The internal logic of Prime Minister Benjamin Netanyahu's U.N. General Assembly address was constructed in accordance with the domino model. Netanyahu's practical goal was to preserve and strengthen the economic sanctions on Iran, as part of the diplomatic path U.S. President Barack Obama has chosen. Netanyahu has accepted the diplomatic path with skepticism, almost without a choice. The speech, in which each word was carefully chosen, was based on the conclusions from previous rounds of the campaign to keep Iran from going nuclear.
Netanyahu, by waving the sword of a potential Israeli strike, has played a key role in getting Obama to commit to preventing a nuclear Iran and in spurring the world to impose sanctions on Iran. But the Israeli military option -- built on a "poker game" and subject to debate by foreign experts as to whether Israel truly planned to attack -- unraveled after the statements made by Meir Dagan and Yuval Diskin. Even the thin claim of supporters of former Israel Defense Forces Chief of Staff Lt. Gen. (res.) Gabi Ashkenazi -- that Ashkenazi's dispute with former Defense Minister Ehud Barak was based on differences over Iran -- contributed to weakening the Israeli military option.
In a bid to prevent any easing of sanctions on Iran during negotiations, even as part of an interim deal between Washington and Tehran, Netanyahu reiterated the Israeli military option on Tuesday in unequivocal language. If the worst happens, Israel will act alone. If this threat is taken seriously in Western capitals, it will help delay the breaking apart of sanctions. This is the domino, cube after cube.
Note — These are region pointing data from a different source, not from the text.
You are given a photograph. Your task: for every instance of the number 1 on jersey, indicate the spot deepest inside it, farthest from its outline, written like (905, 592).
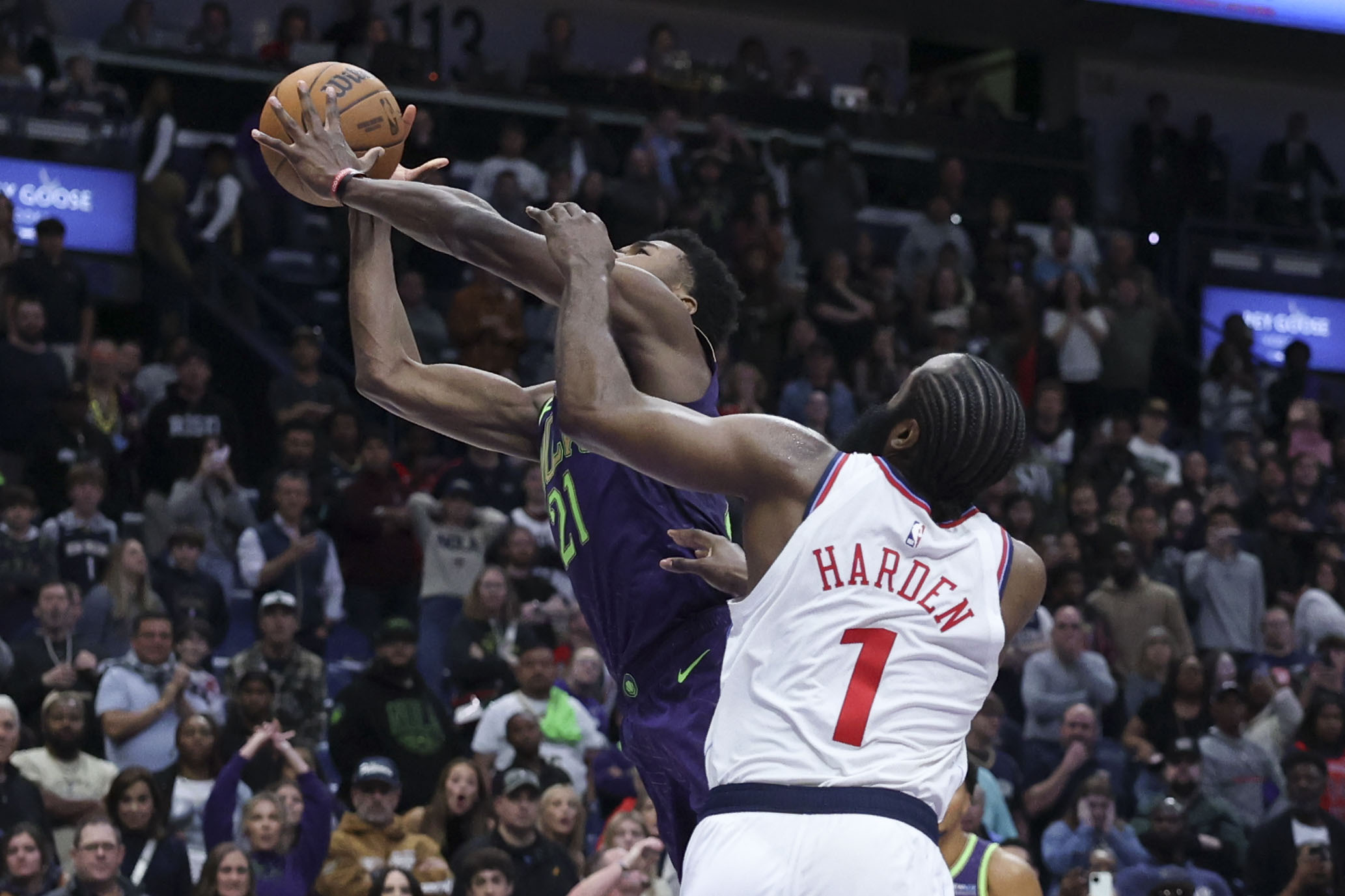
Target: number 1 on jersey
(864, 684)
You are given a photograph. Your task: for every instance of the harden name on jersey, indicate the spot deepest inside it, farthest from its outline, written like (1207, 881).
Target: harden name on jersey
(938, 599)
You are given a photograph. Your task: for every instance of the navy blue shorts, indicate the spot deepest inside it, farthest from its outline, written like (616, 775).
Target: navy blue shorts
(667, 704)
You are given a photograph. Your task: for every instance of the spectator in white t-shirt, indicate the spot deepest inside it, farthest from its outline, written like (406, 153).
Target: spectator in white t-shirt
(569, 733)
(532, 180)
(1159, 464)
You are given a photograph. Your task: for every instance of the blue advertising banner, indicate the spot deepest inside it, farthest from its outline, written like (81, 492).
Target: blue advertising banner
(1277, 320)
(1314, 15)
(96, 204)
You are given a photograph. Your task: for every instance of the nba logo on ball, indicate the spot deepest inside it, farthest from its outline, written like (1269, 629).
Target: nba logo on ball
(915, 535)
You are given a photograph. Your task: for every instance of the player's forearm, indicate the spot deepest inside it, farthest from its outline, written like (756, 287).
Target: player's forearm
(460, 224)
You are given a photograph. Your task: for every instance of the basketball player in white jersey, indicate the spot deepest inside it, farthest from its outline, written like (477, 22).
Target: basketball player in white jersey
(879, 602)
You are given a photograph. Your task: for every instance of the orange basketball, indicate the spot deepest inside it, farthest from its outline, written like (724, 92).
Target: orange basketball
(369, 117)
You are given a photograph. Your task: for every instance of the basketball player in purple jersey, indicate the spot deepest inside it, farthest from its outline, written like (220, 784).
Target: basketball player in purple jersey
(661, 634)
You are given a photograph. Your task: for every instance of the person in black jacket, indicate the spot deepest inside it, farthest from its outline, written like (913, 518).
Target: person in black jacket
(186, 590)
(389, 711)
(1302, 849)
(19, 797)
(154, 862)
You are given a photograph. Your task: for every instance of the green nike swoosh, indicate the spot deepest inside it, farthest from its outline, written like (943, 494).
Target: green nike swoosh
(682, 675)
But on this point, there was hidden sophistication, something that came up in a conversation I had on Tuesday night with an expert on the issue. While Netanyahu did reiterate the military option out loud, there was a fine distinction. This time, he did not threaten to attack if Iran continues uranium enrichment or becomes a "nuclear threshold state." Rather, he adopted the American wording that he argued against for the past four years: Military action will be conducted only if Iran develops a nuclear weapon, not before. This slight nuance must have pleased Washington.
Netanyahu sounded firm, but also cautious, about the military option. His demand for a complete dismantlement of Iran's nuclear program, rather than drawing another red line based on enrichment, was a wise move. However, it does exact a price from Israel. Ultimately, no Israeli prime minister wants to act alone to defend the world from Iran, but Netanyahu pledged to do so if necessary.
It is likely that Obama, watching Netanyahu's speech, could accept almost every sentence in it (the demand for the complete dismantlement of Iran's military nuclear program and opposition to interim deals that would ease sanctions without removing the Iranian nuclear threat). Despite not containing any gesture toward Iranian President Hasan Rouhani, the U.S. can live with the speech's content, even if it was not music to its ears.
So a quick summary: The demand is that Iran receive everything in exchange for everything -- the complete dismantlement of the nuclear program in exchange for the lifting of all sanctions. The speech called for more economic pressure on Iran and the renewal of the military option, but it also moved closer to the American point of view. But expect there to be differences between friends on the way toward the goal.